The most terrifying PBS special of all time
Every day, Watch This offers staff recommendations inspired by a new movie coming out that week. This week: As part of the A.V. Club’s 10 Days Of Horror, we recommend the movies that frighten us the most.
The Donner Party (1992)
That’s right, one of the most unsettling movies of all time is a PBS history special by Ric Burns (brother of Ken), relating the infamous tale of frontier cannibalism via the usual mix of historical stills, nature photography, and celebrity voiceovers. No matter the level of familiarity with the almost mythically horrific subject matter, there’s something about seeing it dramatized in this square way that makes it penetrate deeper. In a sense, the archival approach is perfect for horror, photographs of the dead being, by their very nature, haunting. Looking at the gaunt, stricken faces of the survivors (ghosts now themselves) drives home the stomach-churning awfulness of what happened better than any fictionalized take ever could.
Throughout The Donner Party, Burns seems to take his visual and aural cues from the opening sequence of The Shining, in which the Torrances drive up a mountain pass to the strains of a doom-laden soundtrack. (The Shining itself contained a reference to the Donner Party.) The opening shot here is a sweeping, bird’s-eye view of the Sierra Nevada mountains, and the music is Angelo Badalamenti’s spectral “Dark Spanish Symphony”; together, they convey an almost cosmic sense of unease and malignant predestination.

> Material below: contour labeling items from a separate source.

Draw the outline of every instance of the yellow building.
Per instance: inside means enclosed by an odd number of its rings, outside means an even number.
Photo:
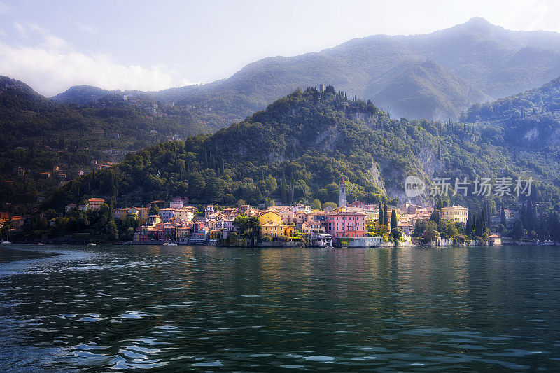
[[[467,223],[468,210],[462,206],[449,206],[442,207],[440,210],[440,217],[444,220],[452,220],[457,223]]]
[[[284,223],[282,216],[274,211],[267,211],[258,217],[260,234],[262,236],[276,238],[280,236],[293,236],[295,227]]]
[[[148,216],[150,214],[150,208],[149,207],[132,207],[129,210],[130,213],[136,213],[136,217],[138,218],[138,222],[142,225],[146,222],[146,220],[148,218]]]
[[[267,222],[260,225],[260,234],[262,236],[268,236],[269,237],[276,238],[283,235],[284,233],[284,225],[274,222]]]
[[[258,217],[258,222],[261,225],[269,222],[284,225],[284,223],[282,223],[282,217],[274,211],[267,211],[261,213]]]

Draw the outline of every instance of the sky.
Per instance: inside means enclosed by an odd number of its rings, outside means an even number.
[[[0,0],[0,75],[47,97],[82,84],[159,90],[225,78],[269,56],[475,16],[560,32],[559,0]]]

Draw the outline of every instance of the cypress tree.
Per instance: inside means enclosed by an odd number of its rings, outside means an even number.
[[[467,223],[465,225],[465,234],[470,236],[472,234],[474,230],[474,225],[472,222],[472,213],[470,210],[467,211]]]
[[[379,202],[379,213],[377,216],[377,225],[383,225],[383,206],[381,205],[381,202]]]
[[[286,206],[288,204],[288,191],[286,190],[286,173],[282,171],[282,204]]]

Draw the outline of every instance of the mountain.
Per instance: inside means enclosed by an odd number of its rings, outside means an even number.
[[[102,197],[115,207],[188,196],[192,204],[251,204],[338,200],[338,181],[347,180],[349,202],[408,200],[410,175],[428,183],[438,177],[533,177],[532,198],[560,200],[559,185],[485,140],[470,125],[426,120],[391,120],[371,101],[349,99],[332,86],[300,90],[245,120],[185,142],[168,142],[129,155],[122,162],[78,178],[57,190],[43,209]],[[423,195],[413,202],[463,204],[496,211],[517,209],[513,195],[486,197]],[[536,197],[537,196],[537,197]],[[554,199],[556,198],[556,199]]]
[[[542,87],[472,106],[465,122],[485,141],[506,146],[539,177],[560,185],[560,78]]]
[[[76,85],[62,93],[51,97],[55,102],[85,105],[111,94],[111,91],[92,87],[91,85]]]
[[[447,120],[473,104],[559,75],[560,34],[510,31],[475,17],[428,34],[374,35],[319,52],[267,57],[227,79],[148,93],[165,103],[210,106],[239,120],[298,87],[325,82],[374,99],[393,118]],[[85,96],[70,92],[55,99]]]
[[[88,104],[59,104],[0,76],[0,206],[24,209],[80,171],[223,125],[215,114],[141,95],[125,100],[109,92]]]

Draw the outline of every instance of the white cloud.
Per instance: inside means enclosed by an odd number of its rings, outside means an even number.
[[[78,29],[84,32],[88,32],[89,34],[94,34],[96,32],[95,28],[91,24],[83,22],[76,22],[76,25],[78,26]]]
[[[77,52],[36,24],[15,26],[37,44],[13,45],[0,41],[0,75],[21,80],[47,97],[81,84],[109,90],[159,90],[190,83],[176,79],[176,71],[163,65],[124,65],[108,55]]]
[[[8,6],[4,1],[0,1],[0,14],[8,13],[11,8]]]

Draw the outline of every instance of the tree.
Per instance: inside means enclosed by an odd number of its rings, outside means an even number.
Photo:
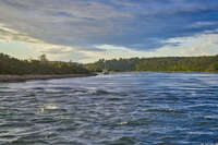
[[[46,57],[45,53],[41,55],[41,56],[39,57],[39,60],[40,60],[41,62],[47,62],[47,61],[48,61],[48,59],[47,59],[47,57]]]

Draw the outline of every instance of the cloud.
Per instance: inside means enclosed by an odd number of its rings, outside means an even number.
[[[104,55],[96,46],[117,47],[125,56],[157,56],[164,48],[170,55],[185,46],[184,39],[218,28],[217,0],[1,0],[0,13],[1,41],[23,41],[77,61]]]
[[[11,41],[25,43],[28,48],[48,55],[64,55],[74,49],[73,47],[69,46],[45,43],[44,40],[33,38],[25,33],[20,33],[15,29],[8,28],[3,24],[0,24],[0,40],[8,44]]]

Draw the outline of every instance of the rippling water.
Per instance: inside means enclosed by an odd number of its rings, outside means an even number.
[[[218,75],[123,73],[0,84],[1,145],[218,143]]]

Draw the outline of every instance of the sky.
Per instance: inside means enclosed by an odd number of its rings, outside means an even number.
[[[0,52],[20,59],[218,55],[217,0],[0,0]]]

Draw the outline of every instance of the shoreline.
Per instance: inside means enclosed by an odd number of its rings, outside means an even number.
[[[97,74],[27,74],[27,75],[0,75],[0,83],[16,83],[26,81],[37,81],[37,80],[53,80],[53,78],[70,78],[70,77],[87,77],[96,76]]]

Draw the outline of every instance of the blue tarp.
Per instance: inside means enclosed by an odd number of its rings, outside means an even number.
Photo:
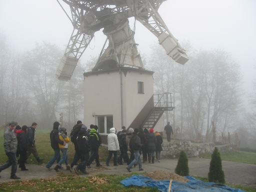
[[[230,188],[224,184],[215,182],[204,182],[192,176],[184,176],[190,180],[186,183],[173,180],[172,183],[171,192],[244,192],[239,189]],[[168,192],[170,181],[169,180],[156,180],[152,178],[141,176],[132,176],[120,182],[126,186],[132,185],[140,186],[158,188],[159,190]]]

Structured as a peculiarly American cautionary tale, the film begins in earnest with an admonishing quotation from Alexis De Tocqueville about “the feverish ardor with which Americans pursue prosperity.” The Donner Party, of course, pursued the quickest route to prosperity, and ended up paying dearly for it. It’s when the party becomes snowed in, about halfway through, that the movie really starts to get disquieting: The diary entries grow increasingly dire, and Burns keeps zeroing in on the sinister, foreboding qualities of, say, a snow-darkened copse of trees or the dying embers of a makeshift fire. The sequence, in which a small splinter group, dubbed “The Forlorn Hope,” decides to murder and then partake of two Native American guides, is disturbing in a way no traditional horror movie has ever been, because the moral terror of their transgression is palpable. The end of the film, which sees the party—reduced in size almost by half—finally make it to California, is perfectly chilling: The only thing worse than the Donner Party’s ordeal, it turns out, is the legacy of that ordeal, and having to bear the weight of it until the end of time.
Availability: The PBS American Experience special The Donner Party is available on DVD, which can be obtained from Netflix.